If I could relay one piece of advice to my younger professional self, it would be this: Not every career has a ladder. In fact, some of the best ones don’t.
Early on in life, we’re drilled with the idea of “the path”—the notion of a series of incremental steps you follow to achieve success in any field. You study hard in school, get accepted into the right program in university, apply for the right job and work your way up—a steady, predictable climb to the top.
A different aspiration
Only that wasn’t working for me. In my late 20s, I’d wandered off the path, and I wasn’t sure whether I’d made a serious mistake. I’d always thought of myself as a writer. I had studied English in university, then gone on to get a master’s degree in journalism. But as graduation approached, and my classmates were securing jobs at TV stations, newspapers and PR firms, I couldn’t bring myself to apply. I had a different aspiration—one that didn’t fit into a neatly defined career trajectory.
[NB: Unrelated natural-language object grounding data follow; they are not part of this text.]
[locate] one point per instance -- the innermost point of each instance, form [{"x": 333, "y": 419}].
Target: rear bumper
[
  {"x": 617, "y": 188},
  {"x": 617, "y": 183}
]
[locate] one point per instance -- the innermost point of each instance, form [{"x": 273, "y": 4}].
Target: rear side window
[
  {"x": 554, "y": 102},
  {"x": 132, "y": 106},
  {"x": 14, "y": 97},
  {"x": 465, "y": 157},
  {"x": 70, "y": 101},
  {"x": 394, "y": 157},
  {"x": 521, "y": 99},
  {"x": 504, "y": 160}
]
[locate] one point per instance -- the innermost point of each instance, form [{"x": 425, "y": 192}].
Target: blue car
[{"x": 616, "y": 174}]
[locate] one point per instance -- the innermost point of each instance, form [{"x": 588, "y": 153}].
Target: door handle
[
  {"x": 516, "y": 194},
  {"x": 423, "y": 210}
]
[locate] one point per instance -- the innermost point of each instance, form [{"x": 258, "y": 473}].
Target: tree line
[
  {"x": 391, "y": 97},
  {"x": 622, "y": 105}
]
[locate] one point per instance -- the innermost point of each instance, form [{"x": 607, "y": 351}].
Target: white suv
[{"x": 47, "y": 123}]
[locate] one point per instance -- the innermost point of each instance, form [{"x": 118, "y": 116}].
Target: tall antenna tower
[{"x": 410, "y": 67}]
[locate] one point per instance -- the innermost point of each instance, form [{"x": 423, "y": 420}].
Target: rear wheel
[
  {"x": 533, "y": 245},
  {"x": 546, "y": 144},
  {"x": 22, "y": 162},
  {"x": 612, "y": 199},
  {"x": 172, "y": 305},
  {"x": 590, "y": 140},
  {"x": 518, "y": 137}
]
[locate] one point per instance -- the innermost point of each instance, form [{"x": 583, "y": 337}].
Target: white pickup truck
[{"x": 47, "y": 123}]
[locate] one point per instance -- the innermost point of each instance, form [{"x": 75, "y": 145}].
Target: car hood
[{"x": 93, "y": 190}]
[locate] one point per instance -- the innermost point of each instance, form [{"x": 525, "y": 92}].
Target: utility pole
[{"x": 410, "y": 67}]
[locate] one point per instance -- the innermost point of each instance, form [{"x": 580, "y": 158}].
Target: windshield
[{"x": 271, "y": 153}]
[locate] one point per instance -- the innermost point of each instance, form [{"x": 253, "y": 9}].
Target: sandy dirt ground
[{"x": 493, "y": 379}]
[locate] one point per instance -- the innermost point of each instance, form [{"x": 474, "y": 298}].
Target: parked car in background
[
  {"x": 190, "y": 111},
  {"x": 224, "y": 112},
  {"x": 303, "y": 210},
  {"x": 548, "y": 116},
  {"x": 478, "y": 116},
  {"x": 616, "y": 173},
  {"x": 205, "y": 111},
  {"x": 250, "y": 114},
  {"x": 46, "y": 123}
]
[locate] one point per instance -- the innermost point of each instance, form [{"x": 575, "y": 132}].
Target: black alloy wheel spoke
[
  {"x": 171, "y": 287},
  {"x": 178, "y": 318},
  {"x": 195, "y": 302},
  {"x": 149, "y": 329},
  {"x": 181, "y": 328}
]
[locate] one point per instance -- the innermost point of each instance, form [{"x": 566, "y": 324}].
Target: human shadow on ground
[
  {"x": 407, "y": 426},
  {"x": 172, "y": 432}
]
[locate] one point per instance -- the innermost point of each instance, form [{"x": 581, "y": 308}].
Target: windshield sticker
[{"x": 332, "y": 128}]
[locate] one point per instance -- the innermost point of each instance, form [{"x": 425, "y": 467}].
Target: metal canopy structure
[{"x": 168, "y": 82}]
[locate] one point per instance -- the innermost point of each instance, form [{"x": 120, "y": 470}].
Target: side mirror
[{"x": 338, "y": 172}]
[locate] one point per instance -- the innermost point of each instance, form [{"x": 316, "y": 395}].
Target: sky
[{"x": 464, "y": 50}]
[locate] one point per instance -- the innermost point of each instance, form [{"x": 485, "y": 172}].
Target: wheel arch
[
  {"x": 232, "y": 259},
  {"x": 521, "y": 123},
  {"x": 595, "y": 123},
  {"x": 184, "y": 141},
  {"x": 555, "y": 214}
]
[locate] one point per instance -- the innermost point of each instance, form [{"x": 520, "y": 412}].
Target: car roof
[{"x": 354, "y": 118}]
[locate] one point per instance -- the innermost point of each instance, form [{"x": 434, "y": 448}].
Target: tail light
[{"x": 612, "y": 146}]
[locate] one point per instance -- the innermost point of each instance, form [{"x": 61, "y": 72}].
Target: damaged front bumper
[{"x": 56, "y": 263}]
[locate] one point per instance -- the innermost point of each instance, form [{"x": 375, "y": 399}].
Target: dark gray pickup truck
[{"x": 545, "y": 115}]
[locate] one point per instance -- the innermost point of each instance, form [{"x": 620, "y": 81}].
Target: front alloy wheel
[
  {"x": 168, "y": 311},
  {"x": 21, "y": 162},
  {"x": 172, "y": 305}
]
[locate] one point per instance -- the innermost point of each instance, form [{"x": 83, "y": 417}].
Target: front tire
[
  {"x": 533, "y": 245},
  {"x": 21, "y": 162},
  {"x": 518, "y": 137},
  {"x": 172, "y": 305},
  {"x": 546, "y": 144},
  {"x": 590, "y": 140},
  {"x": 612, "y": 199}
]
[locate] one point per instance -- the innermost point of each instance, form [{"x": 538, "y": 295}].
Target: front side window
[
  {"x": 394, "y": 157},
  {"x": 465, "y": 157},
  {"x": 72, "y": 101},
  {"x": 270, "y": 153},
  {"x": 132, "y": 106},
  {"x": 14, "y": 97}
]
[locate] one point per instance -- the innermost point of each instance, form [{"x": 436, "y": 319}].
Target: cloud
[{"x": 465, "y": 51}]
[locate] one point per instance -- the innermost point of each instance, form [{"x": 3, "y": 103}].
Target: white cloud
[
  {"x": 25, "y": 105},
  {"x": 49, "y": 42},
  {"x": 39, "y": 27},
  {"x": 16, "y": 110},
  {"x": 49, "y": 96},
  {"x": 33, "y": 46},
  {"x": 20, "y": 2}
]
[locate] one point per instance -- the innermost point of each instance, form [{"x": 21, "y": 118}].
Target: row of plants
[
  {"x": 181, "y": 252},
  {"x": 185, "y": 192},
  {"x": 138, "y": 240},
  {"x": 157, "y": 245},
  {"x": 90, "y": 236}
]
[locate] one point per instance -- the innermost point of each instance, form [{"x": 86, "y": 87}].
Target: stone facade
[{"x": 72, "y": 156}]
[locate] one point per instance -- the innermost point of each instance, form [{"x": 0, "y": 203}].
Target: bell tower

I wanted to be a freelance journalist: to choose my own assignments, to pursue stories I found compelling in as much depth as was required, and to work in other countries and amid other cultures. But there was no class in my master’s program on freelance journalism. There were no internships in freelancing. Suddenly, the path that had seemed so well-defined disappeared.
Becoming a freelance journalist
So, I tried to find my own way—blindly at first, but earnestly. I moved abroad. I hunted down interesting stories. I looked up editors’ email addresses and barraged them with ideas for articles. Not surprisingly, of the dozens—maybe hundreds—of pitches I sent out, not one was accepted. In fact, most proposals didn’t even receive a response.
But then, one did. One editor was willing to give me a shot. I took it.